I don’t remember if I’ve mentioned it or not, but we have been having some van problems. Besides my husband’s motorcycle, this is our only vehicle… so this is a big problem!
I won’t go into what’s wrong with it (cause it doesn’t matter), but it completely died on me the other day when I was coming home from Walmart. I was able to coast into an un-used driveway, which fortunately was less than a mile from home… but it was 109 degrees out, so still very unpleasant. I had been using my metal coffee mug to keep my water cold in the car, but it got so hot that I couldn’t hold it walking home and had to stuff it in my purse, haha.
So…skipping more of this, I will say that I was discouraged. Discouraged because a broken vehicle meant taking money out of our savings account (possibly enough to buy a new one) and I didn’t want to. I didn’t doubt that the Lord would take care of us, but every year it seems there has been something to drain what we’ve been trying to save, and so my attitude was crumby.
Then…I just sort of threw up my arms in surrender. I’m not sure why, but I just gave it all up. I thought, Lord, if we need to spend every last dime of our savings on a vehicle and start at square one for the house we’ve been saving for, than so be it. This is not a surprise to You, God…it’s obviously not Your timing for us to do anything else with this money. Money is no object to you, and I trust You fully to supply what You want for us, when You want it.

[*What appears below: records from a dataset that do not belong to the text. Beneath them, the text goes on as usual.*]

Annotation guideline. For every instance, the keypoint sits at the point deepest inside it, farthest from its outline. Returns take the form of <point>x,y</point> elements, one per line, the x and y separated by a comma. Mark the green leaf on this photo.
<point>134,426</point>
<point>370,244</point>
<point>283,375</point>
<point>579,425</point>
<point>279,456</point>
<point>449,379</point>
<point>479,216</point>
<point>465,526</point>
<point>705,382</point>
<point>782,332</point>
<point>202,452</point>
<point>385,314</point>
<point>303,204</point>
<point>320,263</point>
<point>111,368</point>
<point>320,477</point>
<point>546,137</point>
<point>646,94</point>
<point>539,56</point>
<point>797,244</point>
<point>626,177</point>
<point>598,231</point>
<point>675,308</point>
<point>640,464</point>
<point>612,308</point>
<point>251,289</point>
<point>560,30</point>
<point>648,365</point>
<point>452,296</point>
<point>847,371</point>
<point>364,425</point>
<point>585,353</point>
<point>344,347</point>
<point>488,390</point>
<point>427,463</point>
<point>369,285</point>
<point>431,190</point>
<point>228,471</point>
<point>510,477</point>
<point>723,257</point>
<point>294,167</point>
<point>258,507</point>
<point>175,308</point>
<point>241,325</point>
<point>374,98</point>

I then called my husband and let him know how I was feeling, and that I’d support him in whatever he felt we needed to do vehicle-wise. He said his boss knew a guy who was selling a 5 seater Saturn Vue for $1500. We talked about it, knowing it wouldn’t fit our whole family, but would get me around with the four kids while he drove his motorcycle until we were able to make a good decision on a family car. Then he’d sell his motorcycle (he drives that thing all jacketed up in 109 degrees…he’s my hero) and use the Saturn as his car. Great, I thought. If the car is fit to buy, than this would be a good solution for the present. Hang in there readers…this is where it gets really good!
He comes home from work smiling. Evidently, his boss’s church (still don’t know how they got involved in this) decided to buy the car from the guy who owned it…and give it to us. What?!!!! They handled everything at the DMV, signed over the title to us, and gave it to us the very next day!!! Don’t I have to have 10 kids and need to be on food stamps to receive blessings like this??? They don’t even know us…why would they do this? Answer. They didn’t. God did.
In my last blog, I mentioned all those people suffering in Louisiana right now, and in places like Syria. God helps them… and yet, He still helps me. It’s been so long since I’ve felt his direct touch in my life, I hadn’t known how much I’d been yearning for it! I was ready to hand over everything to Him, and instead, He handed me a giant orange metal rose. I haven’t the proper words to express how touched I am, but I wanted to say what I could in praise to Him, and to all that He does for us when we deserve none of it.
My needs seem so insignificant in comparison to others, but He is not a respecter of persons. He tells us to pray unceasingly! How can I do that unless, along with the prayers for others, I include prayers for my own life…the life He gave me. He’s not blaming me for not having it so bad. I had no say in the matter of where I was born or in the things I’ve been given. He doesn’t expect me to suck it up and walk tall just because it’s “no big thang.” Yet, somehow I always tend to feel that way. It’s such a lie. He wants us to be humble. He wants us to ask Him for the things that we need. He wants us to be completely dependent on Him and know from where our help comes from!
Don’t mean to ramble, but that’s what’s on my heart today 🙂 …and did I mention that orange roses are my favorite…cause they are. All praise and glory to our God and Father, the maker of Heaven and Earth!